On October 16, 2018, the U.S. Securities and Exchange Commission (“SEC”) issued an investigative report advising public companies that internal accounting controls should “reasonably safeguard company and, ultimately, investor assets from cyber-related frauds.” The report was based on the SEC Enforcement Division’s investigations of nine companies that fell victim to cyber fraud due to “business email compromises” (“BECs”). The frauds involved emails from fake executives or fake vendors who duped company personnel into sending large sums of money to bank accounts controlled by the perpetrators, costing those companies millions of dollars.

In some instances, the BEC schemes lasted months and were only detected after intervention by law enforcement or third parties. The SEC report indicated that each of the nine companies lost at least $1 million, two lost more than $30 million, and one lost more than $45 million. Most of those funds were unrecoverable.

The SEC typically issues investigative reports like this one—in lieu of enforcement actions against the companies or individuals involved—to signal the Commission’s views in areas that may be new or previously unclear.

According to a statement issued by the SEC in connection with its report: “Public issuers subject to the internal accounting controls requirements of Section 13(b)(2)(B) of the Securities Exchange Act of 1934 must calibrate their internal accounting controls to the current risk environment and assess and adjust policies and procedures accordingly. The FBI estimates fraud involving BECs has cost companies more than $5 billion since 2013.” Co-Director of the Enforcement Division Stephanie Avakian added: “[O]ur report emphasizes that all public companies have obligations to maintain sufficient internal accounting controls and should consider cyber threats when fulfilling those obligations.”

Much of the SEC’s prior enforcement activity related to cybersecurity has focused on regulated entities (broker-dealers, investment advisers, and investment companies), such as in actions pursuing violations of the SEC’s Safeguards Rule and, for the first time in September 2018, violations of the Identity Theft Red Flags Rule, which are designed to safeguard confidential consumer information and to protect customers from identity theft.
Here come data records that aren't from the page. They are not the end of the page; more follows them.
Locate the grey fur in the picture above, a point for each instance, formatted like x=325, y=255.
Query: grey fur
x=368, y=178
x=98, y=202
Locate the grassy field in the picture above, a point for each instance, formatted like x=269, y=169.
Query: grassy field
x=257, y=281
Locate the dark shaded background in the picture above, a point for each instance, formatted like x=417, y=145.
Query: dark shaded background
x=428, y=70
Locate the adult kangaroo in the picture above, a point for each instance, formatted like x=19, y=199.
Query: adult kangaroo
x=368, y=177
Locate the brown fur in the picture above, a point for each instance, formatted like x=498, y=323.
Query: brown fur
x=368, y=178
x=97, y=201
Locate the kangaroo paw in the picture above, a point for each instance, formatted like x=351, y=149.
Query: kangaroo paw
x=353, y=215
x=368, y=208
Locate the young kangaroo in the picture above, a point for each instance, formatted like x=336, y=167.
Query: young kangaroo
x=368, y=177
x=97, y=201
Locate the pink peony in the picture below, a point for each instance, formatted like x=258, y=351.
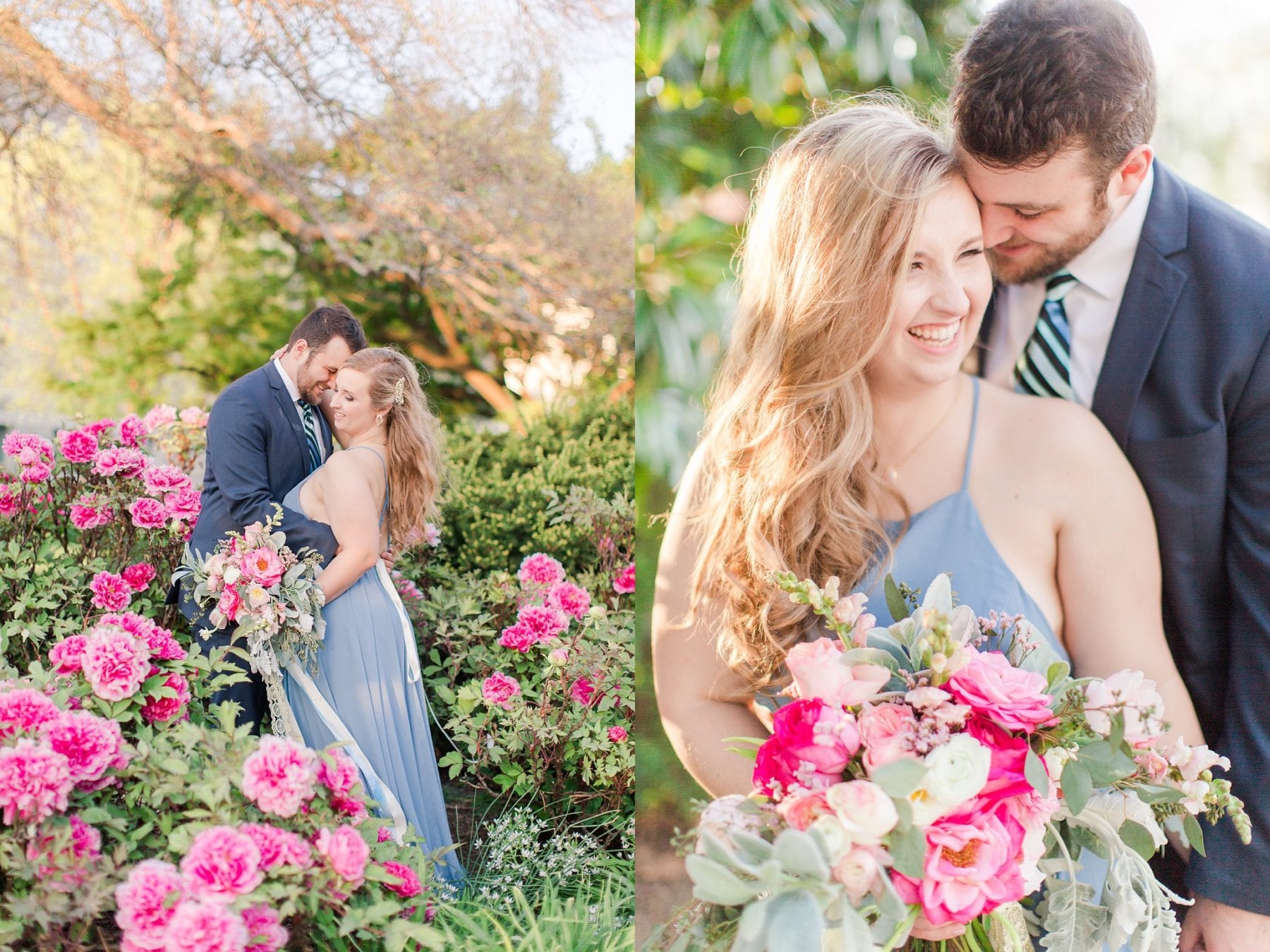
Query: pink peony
x=409, y=885
x=114, y=663
x=279, y=777
x=160, y=710
x=146, y=901
x=111, y=592
x=35, y=781
x=265, y=928
x=25, y=710
x=500, y=690
x=996, y=690
x=346, y=850
x=971, y=867
x=337, y=771
x=89, y=512
x=544, y=622
x=540, y=569
x=133, y=431
x=205, y=927
x=140, y=575
x=147, y=513
x=263, y=565
x=818, y=672
x=568, y=598
x=888, y=733
x=517, y=637
x=159, y=415
x=78, y=446
x=624, y=583
x=68, y=655
x=90, y=744
x=222, y=865
x=277, y=847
The SEC rarely has brought actions against publicly-traded companies that were themselves victims of a cybersecurity incident. Earlier this year, on April 24, Altaba, Inc. (f/d/b/a Yahoo! Inc.) settled charges that it violated Section 17(a)(2) and (3) as well as the disclosure controls provisions of the Exchange Act in connection with its failure to disclose a material data breach for nearly two years. The company paid a $35 million penalty to resolve these charges, which ranked as one of the largest SEC penalties during the past year.

The SEC’s October 16 investigative report further underscores the need for public companies—as well as regulated entities—to consider cybersecurity risk when designing, maintaining, and implementing effective internal accounting controls.